PETA—whose motto reads, in part, that “animals are not ours to experiment on”—opposes speciesism, a human-supremacist worldview. For more information, please visit PETA.org, listen to The PETA Podcast, or follow the group on Twitter, Facebook, or Instagram.
Burwell’s full letter to Bacow and Daley follows.
Lawrence S. Bacow
President
Harvard University
George Q. Daley, M.D., Ph.D.
Dean
Harvard Medical School
Dear President Bacow and Dean Daley:
I recently learned from PETA and the journal Science that a series of horrifying experiments are being conducted on baby monkeys at Harvard Medical School.
Margaret Livingstone is taking newborn monkeys away from their mothers soon after birth and deliberately damaging their visual and neurological development at my alma mater. Many have had their eyes sewn shut, depriving them of their ability to see the world. In her current experiments, the infant monkeys are forced to wear vision-distorting goggles or are never allowed to see a face. When they get older, they have electrodes surgically inserted into their brains, head-posts screwed to their skulls, and coils surgically implanted into their eyes, all before they are eventually killed and dissected.

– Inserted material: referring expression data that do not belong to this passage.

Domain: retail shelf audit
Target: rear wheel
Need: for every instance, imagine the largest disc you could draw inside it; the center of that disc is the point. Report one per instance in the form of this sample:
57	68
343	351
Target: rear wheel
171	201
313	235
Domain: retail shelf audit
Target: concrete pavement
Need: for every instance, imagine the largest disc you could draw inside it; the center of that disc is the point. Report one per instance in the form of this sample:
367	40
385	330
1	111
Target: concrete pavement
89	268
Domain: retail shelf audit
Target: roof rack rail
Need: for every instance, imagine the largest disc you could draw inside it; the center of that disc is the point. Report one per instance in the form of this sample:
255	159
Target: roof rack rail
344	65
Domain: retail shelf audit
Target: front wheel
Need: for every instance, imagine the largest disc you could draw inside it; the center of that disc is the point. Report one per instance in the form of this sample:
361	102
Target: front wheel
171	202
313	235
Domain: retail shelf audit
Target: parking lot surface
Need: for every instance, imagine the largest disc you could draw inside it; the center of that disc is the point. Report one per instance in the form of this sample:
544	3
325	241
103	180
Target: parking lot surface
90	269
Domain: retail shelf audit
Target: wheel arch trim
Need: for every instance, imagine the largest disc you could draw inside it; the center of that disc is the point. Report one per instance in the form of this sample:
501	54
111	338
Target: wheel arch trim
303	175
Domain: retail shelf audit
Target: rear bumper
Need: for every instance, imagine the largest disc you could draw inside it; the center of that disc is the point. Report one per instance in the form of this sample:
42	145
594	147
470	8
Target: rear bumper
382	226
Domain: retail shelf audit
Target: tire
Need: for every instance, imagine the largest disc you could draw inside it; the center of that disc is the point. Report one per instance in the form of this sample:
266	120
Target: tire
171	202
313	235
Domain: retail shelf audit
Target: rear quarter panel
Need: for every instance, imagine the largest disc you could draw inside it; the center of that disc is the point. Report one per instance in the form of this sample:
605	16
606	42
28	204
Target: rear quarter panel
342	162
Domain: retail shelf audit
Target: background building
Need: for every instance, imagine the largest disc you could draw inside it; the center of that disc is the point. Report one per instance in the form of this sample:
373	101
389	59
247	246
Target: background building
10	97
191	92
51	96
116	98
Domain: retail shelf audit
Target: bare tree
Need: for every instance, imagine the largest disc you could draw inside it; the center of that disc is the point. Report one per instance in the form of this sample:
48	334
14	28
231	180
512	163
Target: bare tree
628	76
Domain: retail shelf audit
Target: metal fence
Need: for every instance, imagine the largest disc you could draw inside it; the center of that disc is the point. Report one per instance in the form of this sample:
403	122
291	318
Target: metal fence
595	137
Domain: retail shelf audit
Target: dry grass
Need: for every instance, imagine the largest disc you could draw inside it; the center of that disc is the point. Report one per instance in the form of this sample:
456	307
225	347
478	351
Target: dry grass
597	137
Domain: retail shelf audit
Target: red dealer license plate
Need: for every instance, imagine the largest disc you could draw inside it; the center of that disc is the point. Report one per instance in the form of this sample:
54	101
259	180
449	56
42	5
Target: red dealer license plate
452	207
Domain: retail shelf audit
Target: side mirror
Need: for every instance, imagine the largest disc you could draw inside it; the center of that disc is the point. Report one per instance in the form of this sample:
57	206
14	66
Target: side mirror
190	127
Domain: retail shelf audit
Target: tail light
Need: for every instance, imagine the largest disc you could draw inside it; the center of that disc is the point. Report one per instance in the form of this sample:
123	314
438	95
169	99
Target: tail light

This sort of experimentation on primates was not uncommon when I attended Harvard almost 50 years ago, but I thought we’d advanced since then. Scientists in most fields are now thinking harder about how to design experiments to accord with the morals of our society and its institutions. Many scientists object to Dr. Livingstone’s work (see the article in Science), and I’m sure most non-scientists would find it appalling. Please tell me that Harvard will end this type of completely unnecessary cruelty.